I'Ll Always Be A Migrant From Duhallow Poem by Francis Duggan

I'Ll Always Be A Migrant From Duhallow



I've travelled far from the fields near Ballydaly and that green country west of Millstreet Town
And as in Duhallow far beyond Duhallow's borders for every up in life there is a down,
I left in search of fame and fortune but found neither though than me there are many far more poor
And without me life goes on by Clara mountain and birds sing on the hedgerows of Annagloor.

I've mixed with and got to know people of every Nation and I've learned that there's more good than bad in every race
And every migrant has in them nostalgia a certain fondness of the old Homeplace
It is in those who migrate through lust for wander and you will even find it in the refugee
You won't find many who don't love their Homeland though they fled from there to escape fear and poverty.

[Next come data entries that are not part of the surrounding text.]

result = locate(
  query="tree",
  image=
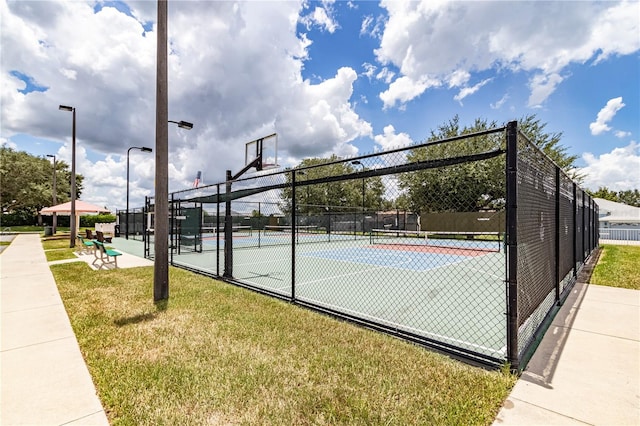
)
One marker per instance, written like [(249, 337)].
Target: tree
[(473, 185), (604, 193), (27, 182), (315, 199)]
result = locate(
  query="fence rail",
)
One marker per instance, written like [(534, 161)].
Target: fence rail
[(620, 234), (466, 244)]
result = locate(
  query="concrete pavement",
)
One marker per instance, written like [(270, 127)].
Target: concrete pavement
[(45, 380), (586, 370)]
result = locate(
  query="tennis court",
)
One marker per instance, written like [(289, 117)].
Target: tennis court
[(507, 232), (446, 289)]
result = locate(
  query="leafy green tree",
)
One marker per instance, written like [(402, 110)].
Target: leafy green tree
[(27, 181), (470, 186), (606, 194), (314, 199)]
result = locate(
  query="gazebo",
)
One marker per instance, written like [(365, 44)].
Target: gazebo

I have fond memories of a Boyhood close to Nature and to the old fields the Seasons come and go
And old Caherbarnagh on Sliabh Luachra's border in Winter always wear his hat of snow
But Spring she spreads her greeness in Duhallow and birds sing in the wood and on the hedgerow
And dipper in the stream can be heard singing on rock where waters swirl around and flow.

I'll always be a migrant from Duhallow in this great Southern Land of the grey kangaroo
And where I came from the Winters are far colder with temperatures as low as minus two
But through the Spring the blackbird's song sounds sweeter
in the high wood by ancient Clara hill
And swallows chirp and fly above the old fields and flowers are blooming by the mountain rill.

And though I too love this sunny Southern Country and this great Country has been good to me
Like every migrant I too love my Homeland and I think about the days that used to be
When as a boy on sunny Summer evenings I went out hunting with Pudsy my brown dog
In Claraghatlea and Shannaknuck and Liscreagh and in the rushy fields by Coolikerane bog.